1. Overview
What is Snowpark?
The set of libraries and runtimes in Snowflake that securely deploy and process non-SQL code, including Python, Java and Scala.
Familiar Client Side Libraries - Snowpark brings deeply integrated, DataFrame-style programming and OSS compatible APIs to the languages data practitioners like to use. It also includes the Snowpark ML API for more efficient ML modeling (public preview) and ML operations (private preview).
Flexible Runtime Constructs - Snowpark provides flexible runtime constructs that allow users to bring in and run custom logic. Developers can seamlessly build data pipelines, ML models, and data applications with User-Defined Functions and Stored Procedures.
Learn more about Snowpark.
What is Snowpark ML?
Snowpark ML is a new library for faster and more intuitive end-to-end ML development in Snowflake. Snowpark ML has 2 APIs: Snowpark ML Modeling (in Public Preview) for model development and Snowpark ML Operations (in Private Preview) for model deployment.
This quickstart will focus on the Snowpark ML Modeling API, which scales out feature engineering and simplifies ML training execution in Snowflake.

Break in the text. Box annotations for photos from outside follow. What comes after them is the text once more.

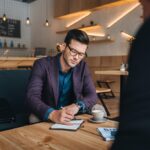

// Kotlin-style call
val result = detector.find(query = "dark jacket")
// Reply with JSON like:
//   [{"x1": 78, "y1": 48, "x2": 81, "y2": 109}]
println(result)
[
  {"x1": 27, "y1": 55, "x2": 97, "y2": 119},
  {"x1": 112, "y1": 19, "x2": 150, "y2": 150}
]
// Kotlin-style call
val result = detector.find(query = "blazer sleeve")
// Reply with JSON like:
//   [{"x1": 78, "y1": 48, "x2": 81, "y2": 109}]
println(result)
[
  {"x1": 82, "y1": 64, "x2": 97, "y2": 111},
  {"x1": 26, "y1": 60, "x2": 50, "y2": 119}
]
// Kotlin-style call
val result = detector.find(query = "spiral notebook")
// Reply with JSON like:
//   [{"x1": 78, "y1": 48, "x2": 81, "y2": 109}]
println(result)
[{"x1": 50, "y1": 120, "x2": 84, "y2": 131}]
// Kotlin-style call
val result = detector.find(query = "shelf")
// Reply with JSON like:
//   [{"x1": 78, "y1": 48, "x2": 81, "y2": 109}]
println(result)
[
  {"x1": 56, "y1": 25, "x2": 100, "y2": 34},
  {"x1": 90, "y1": 39, "x2": 114, "y2": 43},
  {"x1": 0, "y1": 47, "x2": 27, "y2": 50}
]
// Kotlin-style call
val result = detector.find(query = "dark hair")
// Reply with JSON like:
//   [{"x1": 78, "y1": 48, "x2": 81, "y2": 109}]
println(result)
[{"x1": 64, "y1": 29, "x2": 89, "y2": 45}]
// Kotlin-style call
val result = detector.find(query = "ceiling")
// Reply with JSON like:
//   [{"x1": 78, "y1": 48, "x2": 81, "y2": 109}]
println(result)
[{"x1": 15, "y1": 0, "x2": 36, "y2": 3}]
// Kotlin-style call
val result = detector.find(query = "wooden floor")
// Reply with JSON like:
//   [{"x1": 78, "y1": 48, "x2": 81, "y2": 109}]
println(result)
[{"x1": 98, "y1": 96, "x2": 119, "y2": 118}]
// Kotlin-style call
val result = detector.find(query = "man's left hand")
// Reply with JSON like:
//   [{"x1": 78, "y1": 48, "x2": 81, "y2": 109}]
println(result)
[{"x1": 63, "y1": 104, "x2": 80, "y2": 115}]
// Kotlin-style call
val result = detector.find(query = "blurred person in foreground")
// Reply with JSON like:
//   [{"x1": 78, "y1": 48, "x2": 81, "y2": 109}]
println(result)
[
  {"x1": 27, "y1": 29, "x2": 97, "y2": 124},
  {"x1": 112, "y1": 0, "x2": 150, "y2": 150}
]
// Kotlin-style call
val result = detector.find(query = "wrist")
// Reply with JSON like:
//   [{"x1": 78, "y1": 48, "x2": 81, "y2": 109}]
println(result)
[
  {"x1": 48, "y1": 110, "x2": 57, "y2": 121},
  {"x1": 75, "y1": 103, "x2": 81, "y2": 110}
]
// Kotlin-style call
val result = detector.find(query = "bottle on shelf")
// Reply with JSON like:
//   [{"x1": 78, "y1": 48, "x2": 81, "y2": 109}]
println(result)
[
  {"x1": 0, "y1": 39, "x2": 3, "y2": 48},
  {"x1": 4, "y1": 39, "x2": 7, "y2": 48}
]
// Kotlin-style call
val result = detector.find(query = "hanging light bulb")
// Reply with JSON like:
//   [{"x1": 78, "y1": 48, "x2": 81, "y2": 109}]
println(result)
[
  {"x1": 26, "y1": 17, "x2": 30, "y2": 25},
  {"x1": 2, "y1": 0, "x2": 7, "y2": 22},
  {"x1": 3, "y1": 14, "x2": 7, "y2": 21},
  {"x1": 45, "y1": 19, "x2": 49, "y2": 27}
]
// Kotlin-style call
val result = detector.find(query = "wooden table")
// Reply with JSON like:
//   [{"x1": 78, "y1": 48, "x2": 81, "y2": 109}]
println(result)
[{"x1": 0, "y1": 115, "x2": 117, "y2": 150}]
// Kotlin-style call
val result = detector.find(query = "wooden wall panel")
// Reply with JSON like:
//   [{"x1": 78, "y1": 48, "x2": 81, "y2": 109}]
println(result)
[{"x1": 85, "y1": 56, "x2": 127, "y2": 95}]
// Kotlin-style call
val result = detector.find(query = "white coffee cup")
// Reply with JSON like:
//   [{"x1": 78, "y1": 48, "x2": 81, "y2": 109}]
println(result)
[{"x1": 92, "y1": 110, "x2": 104, "y2": 121}]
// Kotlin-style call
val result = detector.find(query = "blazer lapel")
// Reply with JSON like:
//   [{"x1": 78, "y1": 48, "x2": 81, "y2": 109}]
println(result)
[
  {"x1": 49, "y1": 56, "x2": 59, "y2": 106},
  {"x1": 73, "y1": 67, "x2": 80, "y2": 99}
]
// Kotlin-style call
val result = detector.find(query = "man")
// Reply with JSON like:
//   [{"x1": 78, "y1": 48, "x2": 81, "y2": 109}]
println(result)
[
  {"x1": 27, "y1": 29, "x2": 97, "y2": 124},
  {"x1": 112, "y1": 0, "x2": 150, "y2": 150}
]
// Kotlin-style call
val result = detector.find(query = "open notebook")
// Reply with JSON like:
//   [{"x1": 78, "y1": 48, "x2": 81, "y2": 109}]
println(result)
[{"x1": 50, "y1": 120, "x2": 84, "y2": 131}]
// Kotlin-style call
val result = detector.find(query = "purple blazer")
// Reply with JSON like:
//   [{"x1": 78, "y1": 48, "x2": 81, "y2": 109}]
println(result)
[{"x1": 26, "y1": 55, "x2": 97, "y2": 119}]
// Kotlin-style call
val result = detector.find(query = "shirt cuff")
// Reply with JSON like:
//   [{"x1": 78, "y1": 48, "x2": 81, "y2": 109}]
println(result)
[
  {"x1": 76, "y1": 100, "x2": 85, "y2": 113},
  {"x1": 44, "y1": 108, "x2": 55, "y2": 121}
]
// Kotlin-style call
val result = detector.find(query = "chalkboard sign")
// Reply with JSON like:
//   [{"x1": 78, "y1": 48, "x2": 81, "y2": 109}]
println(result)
[{"x1": 0, "y1": 18, "x2": 21, "y2": 38}]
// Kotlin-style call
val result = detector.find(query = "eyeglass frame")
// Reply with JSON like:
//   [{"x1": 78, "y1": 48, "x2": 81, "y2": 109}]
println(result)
[{"x1": 67, "y1": 45, "x2": 87, "y2": 59}]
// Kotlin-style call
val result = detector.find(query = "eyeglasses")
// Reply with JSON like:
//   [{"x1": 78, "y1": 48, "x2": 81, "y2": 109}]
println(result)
[{"x1": 67, "y1": 45, "x2": 87, "y2": 59}]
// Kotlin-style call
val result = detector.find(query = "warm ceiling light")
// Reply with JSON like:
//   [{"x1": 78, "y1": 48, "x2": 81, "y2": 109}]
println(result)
[
  {"x1": 45, "y1": 19, "x2": 49, "y2": 27},
  {"x1": 80, "y1": 25, "x2": 105, "y2": 37},
  {"x1": 26, "y1": 17, "x2": 30, "y2": 25},
  {"x1": 66, "y1": 11, "x2": 91, "y2": 28},
  {"x1": 2, "y1": 14, "x2": 7, "y2": 21},
  {"x1": 107, "y1": 2, "x2": 140, "y2": 28},
  {"x1": 121, "y1": 31, "x2": 135, "y2": 41}
]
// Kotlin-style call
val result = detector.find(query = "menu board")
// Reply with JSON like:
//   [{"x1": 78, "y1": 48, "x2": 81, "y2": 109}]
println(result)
[{"x1": 0, "y1": 18, "x2": 21, "y2": 38}]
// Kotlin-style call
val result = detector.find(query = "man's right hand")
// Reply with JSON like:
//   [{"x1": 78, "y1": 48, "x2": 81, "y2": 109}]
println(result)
[{"x1": 48, "y1": 109, "x2": 74, "y2": 125}]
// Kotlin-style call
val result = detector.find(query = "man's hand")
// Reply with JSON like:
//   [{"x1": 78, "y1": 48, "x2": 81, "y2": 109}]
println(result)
[
  {"x1": 63, "y1": 104, "x2": 80, "y2": 116},
  {"x1": 48, "y1": 108, "x2": 74, "y2": 125}
]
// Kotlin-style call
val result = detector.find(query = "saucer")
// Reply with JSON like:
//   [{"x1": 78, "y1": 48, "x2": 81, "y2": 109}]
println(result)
[{"x1": 89, "y1": 117, "x2": 107, "y2": 123}]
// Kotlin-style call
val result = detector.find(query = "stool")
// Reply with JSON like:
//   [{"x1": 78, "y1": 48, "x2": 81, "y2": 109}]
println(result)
[
  {"x1": 96, "y1": 87, "x2": 111, "y2": 116},
  {"x1": 97, "y1": 80, "x2": 115, "y2": 98}
]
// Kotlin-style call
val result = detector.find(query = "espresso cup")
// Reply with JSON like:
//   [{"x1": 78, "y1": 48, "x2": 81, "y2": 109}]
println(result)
[{"x1": 92, "y1": 110, "x2": 104, "y2": 121}]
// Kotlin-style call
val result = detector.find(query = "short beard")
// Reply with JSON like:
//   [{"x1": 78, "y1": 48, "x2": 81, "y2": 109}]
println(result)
[{"x1": 62, "y1": 51, "x2": 72, "y2": 68}]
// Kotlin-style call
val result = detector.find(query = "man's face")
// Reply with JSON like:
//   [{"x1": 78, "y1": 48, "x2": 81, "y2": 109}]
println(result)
[{"x1": 63, "y1": 39, "x2": 87, "y2": 68}]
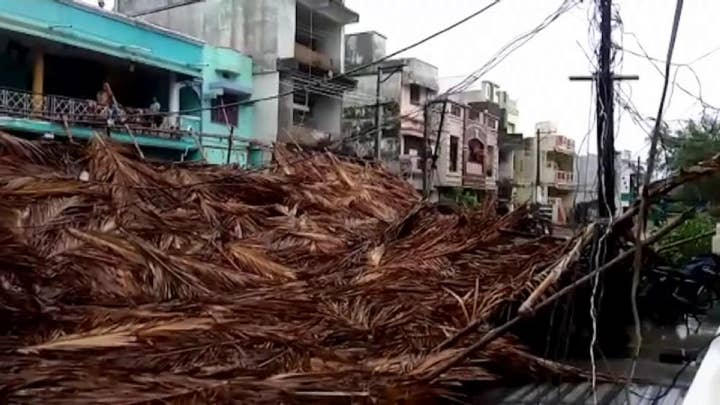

The source code for this quickstart is available on GitHub.
Prerequisites
What You'll Learn
- Loading and transforming data via Snowpark
- Apply scalable data transformations with Snowpark ML
- Train, score and evaluate models with Snowpark ML
- Hyperparameter Tuning with Snowpark ML
What You'll Need
- A free Snowflake Trial Account
- Anaconda Integration enabled by ORGADMIN
- Python 3.9
- Jupyter Notebook
What You'll Build
You will build an end-to-end data science workflow
- to load, clean and prepare data
- to train different machine learning models
- to tune hyper parameters
The end-to-end workflow will look like this:
2. Use-Case: Credit Card Approval Prediction
You are part of a team of data engineers and data scientists at a banking company that has been tasked to identify high-risk customers using a machine learning based solution. The goal is to give a recommendation to either approve or reject the issueing of a credit card.
To build this, you have access to customer demographic and credit history data. Using Snowpark, we will ingest, analyze and transform this data to train a model that will then be deployed inside Snowflake to score new data.
The dataset you are using is part of a Kaggle competition that can be found here:
Kaggle: Credit Card Approval Prediction
3. Python Environment Setup
Let's set up the Python environment necessary to run this quickstart:
First, clone the source code for this repo to your local environment:
git clone https://github.com/Snowflake-Labs/sfguide-getting-started-machine-learning.git
cd sfguide-getting-started-machine-learning/
Snowpark Python via Anaconda
If you are using Anaconda on your local machine, create a conda env for this quickstart:
conda env create -f conda_env.yml
conda activate pysnowpark
Conda will automatically install snowflake-snowpark-python
and all other dependencies for you.
Now, launch Jupyter Notebook on your local machine:
jupyter notebook
Snowpark with your own Environment
If you decide to bring your own Python environment, please make sure to install all of the required packages from the conda_env.yml
4. Snowflake Environment Setup
What You'll Do:
- Establish the Snowpark Python session
- Create the database, schema, and warehouses needed for the remainder of the lab
- Load raw csv data into Snowflake
- Accept Anaconda terms & conditions to enable 3rd-Party packages
First of all, locate the following information:
- Username
- Password
- Organization- and Accountname
You'll need these values to connect to your Snowflake Account via Snowpark.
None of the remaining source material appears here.